By Sal Maccarone
After the turn of the 20th century every field of art seemed to be in flux. During this time there were several artists whose work would serve to influence, and thereby change the direction that art would take. Romain de Tirtoff, (1892-1990), simply known to the world as Erté, was one of these multi-faceted individuals. Although he was born in Russia, the name Erté was derived from the French pronunciation of his initials; R.T. Ultimately he was to have a profound effect upon the Realms of illustration, fashion, movie set and costume design.
Starting out in Paris as an artist, Erté apprenticed under the master designer of the time, Paul Poiret. In 1915, at the age of twenty-three, he made his debut in America as an illustrator for the magazine Harper’s Bazaar. His illustrations were in such demand at the time, it is said that he flipped a coin to decide what magazine he would work for. During that first year he was charged with the design of Harper’s January cover, and the rest became history.
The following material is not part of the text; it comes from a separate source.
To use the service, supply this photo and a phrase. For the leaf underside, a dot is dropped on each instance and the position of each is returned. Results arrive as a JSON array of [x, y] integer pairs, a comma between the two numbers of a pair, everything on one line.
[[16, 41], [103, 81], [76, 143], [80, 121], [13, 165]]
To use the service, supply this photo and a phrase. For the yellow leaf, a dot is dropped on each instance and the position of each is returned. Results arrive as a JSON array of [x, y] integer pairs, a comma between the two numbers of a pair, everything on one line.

From there he would go on to design another two hundred magazine covers, and enjoy a long career as the premiere fashion designer of the Art Deco movement. He has even been called the father of that movement.
During the economic boom known as the roaring 20’s, Erté would shift his attention to set and costume design. Early on he designed elaborate sets for the Ziegfeld Follies, and many other musical revues in America. His trademark flowing gowns with their long trailing trains are still icons of popular style.
Hollywood would eventually look towards Erté. He was the designer behind many of the early movies which were produced by William Randolph Hearst. Then as cinematography was making a transition from silent to sound the emphasis turned to big production, (as opposed to good acting). He worked on the original Ben-Hur movie in 1924 for Louis B. Mayer, and then again for the MGM remake in 1959 which won eleven Academy Awards. Aside from work in major productions, he was the world’s first fashion designer with clientele that included a long list of greats.
Erté was re-discovered in the 1960’s which resulted in an Art Deco Revival that lasted for three decades, (longer than the original movement). During this revival period, while in his 70’s, he began creating metal sculpture, lithographs, serigraphs and paintings to satisfy the demand for his art. Glamour and beauty were always the essence of whatever he did, and his signature style is instantly recognizable around the world.